South African Jews know this pattern. We know what happens when governments manufacture external villains to explain domestic failure. We know how fast moral language becomes camouflage, and how easily “justice” becomes a weapon aimed at Jews. 

What did South Africa get for this case? 

Name the Palestinian life saved by Pretoria’s filing. Name the hostage freed. Name the ceasefire secured. Name the child fed. 

Now name the South African cost. Pepfar damaged. Agoa unstable. Washington alienated. The ambassador expelled. Sanctions language moving through Congress. HIV services disrupted. African migrants terrorised while the government poses as the moral conscience of the Global South. 

I was born in South Africa. I love it the complicated way you love a country that shaped you and then arrested you for caring about it. I want the Jewish community there to thrive. I want South Africans with HIV to live, and migrants in Durban to be safe. I want the country of my birth to stop confusing performance with morality. 

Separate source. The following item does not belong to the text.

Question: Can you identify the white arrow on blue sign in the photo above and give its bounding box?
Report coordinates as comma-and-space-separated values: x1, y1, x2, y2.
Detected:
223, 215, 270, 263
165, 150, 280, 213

None of that is served by the ICJ case. Not one clinic. Not one job. Not one migrant. Not one hostage. 

The bill is real. The result is theatre. And ordinary South Africans are paying for both. 

  • Grant Gochin is the Emeritus Special Envoy for Diaspora Affairs for the African Union. He has spent more than 20 years documenting and restoring signs of Jewish life in Lithuania, and challenged Holocaust revisionism within the Lithuanian government. Gochin is author of Malice, Murder and Manipulation, which documents his family’s oppression in that country.